Can the Insect Path Integration Memory be a Bump Attractor?
Posted on: 11 May 2022 , updated on: 20 June 2022
Preprint posted on 7 April 2022
How can insects remember how far they’ve travelled if there are no landmarks? Investigating the “bump attractor” hypothesis.
Selected by T. W. SchwanitzCategories: animal behavior and cognition, biophysics, neuroscience
Background: A “bump attractor” is effectively the neuronal equivalent of that little line in videogames that tracks how far you go, a stamina bar—connected neurons are lined up together topologically with both inhibitory and excitatory synapses. Excitatory synapses link nearby neurons along the line, while inhibitory synapses link neurons that are further away. Any given neuron along the line excites its immediate neighbors and inhibits those further down the line in both directions, thus creating a “bump” of activity. This type of network therefore has a placeholder function: neuronal excitation remains centered on one spot, which could then be moved by external neuronal stimulation that overrides the balancing act along the line (see Fig. 1B in the preprint).
Bump attractor models are a common explanation for the food-seeking behavior of Cataglyphis fortis, a Saharan ant that forages far from its nest in a desert that is (presumably) devoid of landmarks it can use for orienting itself. Ants of this species travel hundreds of meters away from the nest in a non-linear search, yet they manage to head back home in a straight line. To do so, it is argued that they use some kind of path integration, or “dead-reckoning,” where the ants always keep in mind an invisible line that leads to their nest. Creating such a mental tether requires the ants to maintain a log of both the distances and directions they travel. That is where the bump attractor comes in—it is a theoretical neural network model that could explain how the ants actually track distance travelled. Intriguingly, there are even candidate structures for such a network in the central complex of the ant brain.
In this preprint, Pisokas and Hennig investigate the plausibility of the bump attractor model as an explanation for insect navigation. Despite using their own models coupled with data from two separate studies, they find little support for this neat hypothesis, demonstrating the need for a new hypothesis to explain the neuronal basis for path integration in insects.
Key findings:
- If ants were using a bump attractor neural network, stochastic drift would lead to the neuronal activity bump shifting at a constant rate. Ants were experimentally prevented from returning to their nest for different time periods in two separate empirical studies, and the authors’ analyses show that indeed their homing distance accuracy does deteriorate at a constant rate. This finding is consistent with the bump-attractor hypothesis.
- However, the required number of neurons needed for such a network far exceed what is reasonable for an ant. The authors devise models that try to fit the empirically observed rate of drift to an approximate number of neurons, and the resulting quantities of neurons are simply too high to be biologically reasonable, e.g., 47,000 neurons (for context Drosophila melanogaster has around 200,000 neurons in its entire brain).

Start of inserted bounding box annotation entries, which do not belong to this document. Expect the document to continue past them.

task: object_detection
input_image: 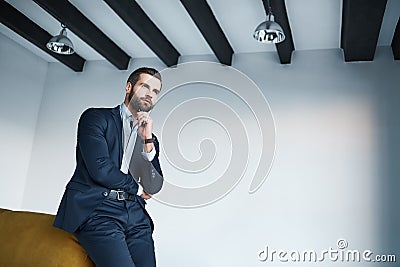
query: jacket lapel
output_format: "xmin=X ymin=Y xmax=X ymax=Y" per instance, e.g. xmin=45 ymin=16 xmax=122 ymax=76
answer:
xmin=111 ymin=106 xmax=123 ymax=164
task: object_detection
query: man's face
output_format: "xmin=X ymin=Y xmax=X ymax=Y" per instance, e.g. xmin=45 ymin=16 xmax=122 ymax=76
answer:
xmin=129 ymin=73 xmax=161 ymax=112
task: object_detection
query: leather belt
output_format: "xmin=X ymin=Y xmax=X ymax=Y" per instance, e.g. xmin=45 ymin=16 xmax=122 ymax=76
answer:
xmin=107 ymin=190 xmax=136 ymax=201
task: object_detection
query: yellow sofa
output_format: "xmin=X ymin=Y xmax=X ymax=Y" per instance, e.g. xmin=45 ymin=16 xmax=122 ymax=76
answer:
xmin=0 ymin=209 xmax=94 ymax=267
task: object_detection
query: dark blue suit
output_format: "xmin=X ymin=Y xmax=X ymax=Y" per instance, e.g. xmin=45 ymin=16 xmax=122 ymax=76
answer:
xmin=54 ymin=106 xmax=162 ymax=266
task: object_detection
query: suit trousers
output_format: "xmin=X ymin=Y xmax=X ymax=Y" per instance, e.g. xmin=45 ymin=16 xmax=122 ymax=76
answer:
xmin=75 ymin=196 xmax=156 ymax=267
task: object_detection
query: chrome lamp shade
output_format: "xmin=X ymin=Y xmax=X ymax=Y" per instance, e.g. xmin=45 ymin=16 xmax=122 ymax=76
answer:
xmin=46 ymin=27 xmax=75 ymax=55
xmin=253 ymin=15 xmax=285 ymax=44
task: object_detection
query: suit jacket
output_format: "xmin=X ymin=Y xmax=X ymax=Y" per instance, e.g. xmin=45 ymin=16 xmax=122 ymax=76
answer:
xmin=54 ymin=106 xmax=163 ymax=233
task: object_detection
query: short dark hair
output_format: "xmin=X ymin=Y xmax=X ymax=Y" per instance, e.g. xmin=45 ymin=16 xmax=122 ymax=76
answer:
xmin=127 ymin=67 xmax=162 ymax=86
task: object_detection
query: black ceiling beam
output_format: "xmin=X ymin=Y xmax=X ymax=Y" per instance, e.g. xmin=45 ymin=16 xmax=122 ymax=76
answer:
xmin=0 ymin=0 xmax=85 ymax=72
xmin=181 ymin=0 xmax=234 ymax=65
xmin=341 ymin=0 xmax=387 ymax=62
xmin=392 ymin=18 xmax=400 ymax=60
xmin=33 ymin=0 xmax=130 ymax=70
xmin=105 ymin=0 xmax=180 ymax=67
xmin=263 ymin=0 xmax=294 ymax=64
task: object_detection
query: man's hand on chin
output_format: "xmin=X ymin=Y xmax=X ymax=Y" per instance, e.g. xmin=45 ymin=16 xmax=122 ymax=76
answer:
xmin=140 ymin=191 xmax=151 ymax=200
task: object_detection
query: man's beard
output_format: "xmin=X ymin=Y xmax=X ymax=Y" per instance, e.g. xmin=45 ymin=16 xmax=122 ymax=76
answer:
xmin=129 ymin=91 xmax=153 ymax=112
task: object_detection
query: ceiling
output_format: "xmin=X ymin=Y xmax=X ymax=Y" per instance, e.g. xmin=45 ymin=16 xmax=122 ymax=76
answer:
xmin=0 ymin=0 xmax=400 ymax=71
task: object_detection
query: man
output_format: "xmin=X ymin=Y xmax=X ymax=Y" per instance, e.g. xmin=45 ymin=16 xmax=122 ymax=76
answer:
xmin=54 ymin=68 xmax=163 ymax=267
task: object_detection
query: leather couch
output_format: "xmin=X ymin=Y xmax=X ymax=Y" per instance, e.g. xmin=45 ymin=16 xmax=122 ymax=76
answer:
xmin=0 ymin=209 xmax=94 ymax=267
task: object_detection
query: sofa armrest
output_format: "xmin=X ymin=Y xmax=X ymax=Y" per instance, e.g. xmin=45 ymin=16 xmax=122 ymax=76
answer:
xmin=0 ymin=209 xmax=94 ymax=267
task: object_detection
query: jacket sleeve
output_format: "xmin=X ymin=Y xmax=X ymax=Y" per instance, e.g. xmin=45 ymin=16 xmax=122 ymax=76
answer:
xmin=78 ymin=109 xmax=138 ymax=194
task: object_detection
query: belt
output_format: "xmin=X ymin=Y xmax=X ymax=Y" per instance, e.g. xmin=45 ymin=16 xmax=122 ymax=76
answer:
xmin=107 ymin=190 xmax=136 ymax=201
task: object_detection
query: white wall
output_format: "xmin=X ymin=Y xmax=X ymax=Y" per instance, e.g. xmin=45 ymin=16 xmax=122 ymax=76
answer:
xmin=0 ymin=34 xmax=47 ymax=209
xmin=0 ymin=30 xmax=400 ymax=266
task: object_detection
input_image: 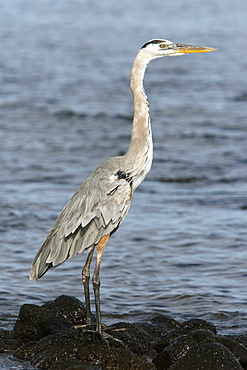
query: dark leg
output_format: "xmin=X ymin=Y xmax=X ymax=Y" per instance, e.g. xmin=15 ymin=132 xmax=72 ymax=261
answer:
xmin=93 ymin=235 xmax=110 ymax=333
xmin=82 ymin=247 xmax=95 ymax=325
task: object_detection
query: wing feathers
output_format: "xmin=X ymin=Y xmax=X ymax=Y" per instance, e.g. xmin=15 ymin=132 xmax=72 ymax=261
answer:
xmin=30 ymin=162 xmax=131 ymax=281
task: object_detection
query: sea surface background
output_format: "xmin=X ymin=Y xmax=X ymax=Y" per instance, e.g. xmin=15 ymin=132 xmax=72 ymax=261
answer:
xmin=0 ymin=0 xmax=247 ymax=364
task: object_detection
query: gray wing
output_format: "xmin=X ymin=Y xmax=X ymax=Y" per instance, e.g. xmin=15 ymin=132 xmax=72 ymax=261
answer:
xmin=30 ymin=158 xmax=132 ymax=281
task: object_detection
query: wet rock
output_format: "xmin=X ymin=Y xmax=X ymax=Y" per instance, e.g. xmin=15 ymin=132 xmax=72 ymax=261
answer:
xmin=8 ymin=296 xmax=247 ymax=370
xmin=153 ymin=329 xmax=215 ymax=369
xmin=15 ymin=329 xmax=155 ymax=370
xmin=150 ymin=315 xmax=180 ymax=331
xmin=167 ymin=342 xmax=243 ymax=370
xmin=49 ymin=358 xmax=102 ymax=370
xmin=217 ymin=335 xmax=247 ymax=368
xmin=42 ymin=295 xmax=95 ymax=325
xmin=153 ymin=319 xmax=217 ymax=352
xmin=0 ymin=329 xmax=19 ymax=353
xmin=14 ymin=304 xmax=72 ymax=343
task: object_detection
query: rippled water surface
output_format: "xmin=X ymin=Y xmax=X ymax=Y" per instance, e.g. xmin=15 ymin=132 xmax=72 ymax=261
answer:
xmin=0 ymin=0 xmax=247 ymax=356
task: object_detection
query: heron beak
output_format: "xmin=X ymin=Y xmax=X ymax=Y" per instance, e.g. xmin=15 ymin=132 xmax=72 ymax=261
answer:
xmin=174 ymin=44 xmax=217 ymax=54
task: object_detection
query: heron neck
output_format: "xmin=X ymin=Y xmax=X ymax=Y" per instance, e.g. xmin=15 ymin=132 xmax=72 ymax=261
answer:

- Smaller and more plausible networks (on the order of hundreds of neurons) might be possible if the neurons can sustain their action potentials for longer periods of time; however, the possibility of this has only been demonstrated in mammalian neurons in vitro. It is not clear if this is a biologically relevant possibility for ants in vivo.

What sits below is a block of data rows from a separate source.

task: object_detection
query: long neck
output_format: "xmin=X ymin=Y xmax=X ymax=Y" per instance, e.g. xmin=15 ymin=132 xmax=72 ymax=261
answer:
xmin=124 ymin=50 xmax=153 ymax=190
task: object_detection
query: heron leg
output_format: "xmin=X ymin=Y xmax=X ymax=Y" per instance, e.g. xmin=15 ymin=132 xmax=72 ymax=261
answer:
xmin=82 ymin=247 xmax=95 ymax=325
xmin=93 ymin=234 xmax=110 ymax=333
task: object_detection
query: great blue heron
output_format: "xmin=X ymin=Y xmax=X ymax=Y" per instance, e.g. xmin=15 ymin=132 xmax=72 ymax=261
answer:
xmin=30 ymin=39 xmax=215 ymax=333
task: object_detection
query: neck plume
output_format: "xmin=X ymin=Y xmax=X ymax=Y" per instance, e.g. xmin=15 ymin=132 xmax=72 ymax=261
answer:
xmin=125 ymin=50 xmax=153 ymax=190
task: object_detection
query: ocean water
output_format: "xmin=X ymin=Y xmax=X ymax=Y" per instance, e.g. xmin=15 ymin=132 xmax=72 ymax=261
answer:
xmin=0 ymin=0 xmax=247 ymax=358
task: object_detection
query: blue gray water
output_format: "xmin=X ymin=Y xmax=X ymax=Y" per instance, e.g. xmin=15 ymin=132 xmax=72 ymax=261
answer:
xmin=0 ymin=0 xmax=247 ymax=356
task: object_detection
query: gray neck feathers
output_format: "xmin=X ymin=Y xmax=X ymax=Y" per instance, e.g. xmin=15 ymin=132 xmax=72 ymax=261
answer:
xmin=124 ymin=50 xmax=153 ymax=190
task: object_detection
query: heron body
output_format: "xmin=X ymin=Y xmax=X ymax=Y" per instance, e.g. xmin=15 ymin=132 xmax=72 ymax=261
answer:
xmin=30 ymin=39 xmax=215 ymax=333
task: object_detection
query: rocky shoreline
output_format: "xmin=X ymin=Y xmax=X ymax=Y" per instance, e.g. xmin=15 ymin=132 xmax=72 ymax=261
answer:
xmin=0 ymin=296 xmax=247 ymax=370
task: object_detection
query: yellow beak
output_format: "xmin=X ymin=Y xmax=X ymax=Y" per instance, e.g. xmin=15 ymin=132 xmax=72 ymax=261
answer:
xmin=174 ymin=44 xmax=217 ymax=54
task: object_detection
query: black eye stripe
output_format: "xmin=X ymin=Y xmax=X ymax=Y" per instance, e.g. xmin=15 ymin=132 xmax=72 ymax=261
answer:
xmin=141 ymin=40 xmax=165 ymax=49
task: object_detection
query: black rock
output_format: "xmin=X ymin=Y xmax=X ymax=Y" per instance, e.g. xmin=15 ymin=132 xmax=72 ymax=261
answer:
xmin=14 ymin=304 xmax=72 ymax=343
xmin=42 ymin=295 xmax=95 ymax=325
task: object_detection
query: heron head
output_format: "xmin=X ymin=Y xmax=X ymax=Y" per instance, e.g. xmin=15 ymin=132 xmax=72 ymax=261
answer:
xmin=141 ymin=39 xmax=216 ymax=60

- The observed decay rate of homing distance accuracy in ants is biased toward shorter distances, and this bias becomes more pronounced over time. The bump attractor neural network predicts that they should be equally likely to incorrectly make longer trips as they would incorrectly make shorter trips. Trying to correct for this by systematically biasing the neural network toward shorter trips creates a constant distance decay rate, but this does not match with the accelerating decay rate in ants.
- In short, modeled ant behavior based on the bump attractor hypothesis is different from observed ant behavior.
Questions for the authors:
- Your estimate of the required number of neuronal circuits depends upon “reasonable” assumptions about the underlying biology and wiring of an ant’s brain. How big a range of possibilities deviates from the reasonable assumptions you make? Are there any conceivable (albeit perhaps unlikely) sets of assumptions that would lead to a much smaller set of necessary neurons other than the longer action potentials that you discuss?
- Could you speculate on a conceivable alternative model to the bump attractor?
- Is it possible that the desert ants are using landmarks that we simply do not notice because they are small or otherwise difficult for us to detect? Could some combination of landmarks plus a simple bump attractor-based path integration be feasible?
- How can a constant decrease in homing distance accuracy create an accelerating decrease in homing distance?
Why I think the work is important:
Models can help guide empirical studies, yet implausible models could potentially lead to empirical studies that produce less useful data than if it had been gathered with a more likely model in mind. By examining the flaws in an attractive but ultimately unlikely model, the authors save empiricists time and give theoreticians additional impetus to develop a better hypothesis. Falsification of existing hypotheses clears the ground for better ideas.
The problem of how ants (and insects more broadly) can actually handle path integration on a neuronal level is an interesting one, and, since their central nervous systems are smaller, it may be a more tractable problem than similar ones in the larger nervous systems of vertebrates. Furthermore, lessons learned in invertebrates could provide transferrable insights into how neural networks manage to make such calculations.